Involve Designers in the Project Lifecycle to Save Time & Money

Liz Mackie
Liz Mackie
Front End Architect
blog image
Web Design
Web Development
DevOps

Collaboration between a front-end developer and a designer is key to a successful project and will probably DEFINITELY save time and money.

As a front-end developer, one of the major pain points I encounter is being handed a set of web designs that has been signed off on and finalized before I even roll onto a project. The designer delivered the mockups and has moved on to the next project. It is a common assumption that the designer is no longer needed.

However, as I’ve seen in over 15 years of working on web development projects, the role of a designer is one that should be included throughout the entire project lifecycle. By retaining the designer, it allows for collaboration among the team to find the right solution vs. having the design mock-up be an inflexible blueprint. That collaboration can influence how development hours are spent and budgets are managed.

Opportunities crop up all the time to save development time with design adjustments, such as “Hey, I noticed in the mockup that this element should look like this but it’s already inheriting these styles. Does this meet branding guidelines and the intended functionality so we don’t have to write additional one-off styles?” And it adds up.

But if the designer has rolled off, or there are no more design hours left in the budget, this conversation does not happen and the result is more development time spent on a custom feature.

Let’s take a look at the process from a front-end standpoint: 

The first thing I do when I begin working on a complex feature is to look at native behaviors in whatever framework I’m working in or researching well-adopted and -maintained third-party libraries to get from point A to point B as quickly as possible. Less development time means less cost passed on to the client or more development time for additional features.

The beauty of working in the open-source space is that often someone else has needed to solve the same problem you are trying to solve, and has contributed their work back to the community. I won’t opine about the benefits of open source, there are plenty of posts out in the ether of the internet about it, suffice to say it saves time or money or both.

So, now, picture this scenario, the native functionality or a module or library I’ve found, solves the problem the designer is trying to solve in a similar but different way. Now I get to pick my own adventure. This functionality doesn’t exactly fit the functionality the designer created so:

  1. I will custom build it from scratch, taking more development time.
  2. I will propose working with the designer to adapt the existing functionality.

Option A is always going to take longer.

Option B may delay starting work on a feature but probably won’t delay overall progress in an agile process.
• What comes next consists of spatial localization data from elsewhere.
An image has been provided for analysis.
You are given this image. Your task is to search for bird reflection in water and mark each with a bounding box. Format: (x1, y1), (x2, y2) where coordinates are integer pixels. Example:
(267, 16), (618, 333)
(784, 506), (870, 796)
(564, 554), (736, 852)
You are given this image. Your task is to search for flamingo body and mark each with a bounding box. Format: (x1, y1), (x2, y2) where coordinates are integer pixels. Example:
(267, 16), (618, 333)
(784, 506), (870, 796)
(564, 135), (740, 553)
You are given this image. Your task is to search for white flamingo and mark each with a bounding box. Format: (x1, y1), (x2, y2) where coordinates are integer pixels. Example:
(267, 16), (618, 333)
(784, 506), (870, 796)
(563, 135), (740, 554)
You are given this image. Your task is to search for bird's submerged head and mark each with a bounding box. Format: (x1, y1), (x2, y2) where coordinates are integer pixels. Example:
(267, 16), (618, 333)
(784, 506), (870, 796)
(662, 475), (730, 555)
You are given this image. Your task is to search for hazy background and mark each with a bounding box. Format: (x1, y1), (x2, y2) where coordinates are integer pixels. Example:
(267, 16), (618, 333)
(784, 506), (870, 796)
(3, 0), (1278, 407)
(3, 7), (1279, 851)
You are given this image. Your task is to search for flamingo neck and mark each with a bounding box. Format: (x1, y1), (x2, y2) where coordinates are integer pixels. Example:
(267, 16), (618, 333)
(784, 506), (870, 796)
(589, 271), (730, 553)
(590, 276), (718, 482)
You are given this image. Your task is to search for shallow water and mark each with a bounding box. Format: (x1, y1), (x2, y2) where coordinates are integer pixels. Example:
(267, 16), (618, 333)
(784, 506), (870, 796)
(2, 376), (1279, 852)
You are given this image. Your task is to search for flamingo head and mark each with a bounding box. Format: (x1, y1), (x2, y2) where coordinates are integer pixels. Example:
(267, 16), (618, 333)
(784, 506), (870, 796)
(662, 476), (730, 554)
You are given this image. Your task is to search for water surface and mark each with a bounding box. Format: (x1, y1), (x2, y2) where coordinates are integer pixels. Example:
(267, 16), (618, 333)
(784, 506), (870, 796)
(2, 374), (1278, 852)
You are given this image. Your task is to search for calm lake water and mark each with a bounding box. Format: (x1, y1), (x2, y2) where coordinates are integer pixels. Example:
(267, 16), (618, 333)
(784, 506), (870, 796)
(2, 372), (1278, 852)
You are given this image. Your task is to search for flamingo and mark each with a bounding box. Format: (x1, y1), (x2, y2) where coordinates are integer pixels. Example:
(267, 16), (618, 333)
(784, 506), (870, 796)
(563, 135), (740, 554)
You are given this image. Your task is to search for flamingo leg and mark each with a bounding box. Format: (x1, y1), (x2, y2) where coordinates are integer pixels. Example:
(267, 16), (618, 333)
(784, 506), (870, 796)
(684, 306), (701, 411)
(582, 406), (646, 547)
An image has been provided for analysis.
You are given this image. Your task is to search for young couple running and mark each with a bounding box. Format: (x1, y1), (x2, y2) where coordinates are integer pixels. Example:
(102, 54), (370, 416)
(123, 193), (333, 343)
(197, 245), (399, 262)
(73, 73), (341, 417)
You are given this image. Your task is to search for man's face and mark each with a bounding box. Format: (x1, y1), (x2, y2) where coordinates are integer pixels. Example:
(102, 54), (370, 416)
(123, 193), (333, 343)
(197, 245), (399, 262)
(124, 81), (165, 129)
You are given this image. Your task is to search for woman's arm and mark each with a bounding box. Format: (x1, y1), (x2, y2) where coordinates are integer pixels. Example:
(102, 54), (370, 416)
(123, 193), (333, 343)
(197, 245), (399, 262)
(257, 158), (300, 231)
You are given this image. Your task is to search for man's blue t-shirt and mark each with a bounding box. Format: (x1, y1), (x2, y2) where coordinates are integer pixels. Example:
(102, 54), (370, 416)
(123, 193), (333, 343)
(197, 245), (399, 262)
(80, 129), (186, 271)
From my experience, this option provides a better overall solution and often a more familiar interface for users if your site is using a native feature or a common third-party library.

There’s the long-held stereotype that designers and front-end developers don’t get along and I have to pause to chuckle. Half of the front-end developers I know come from a design background and every designer I’ve worked with has been constructive and helpful trying to streamline development efforts.

Maybe I’ve just been lucky, but I really and truly think the perceived animosity stems from that finalized design hand-off, where front-end developers can’t go back to the designer, explain the challenges and collaborate to build something better together.

Design is a critical aspect of a healthy DevOps cycle, and front end developers need ongoing access to designers to deliver the best solution at the lowest cost.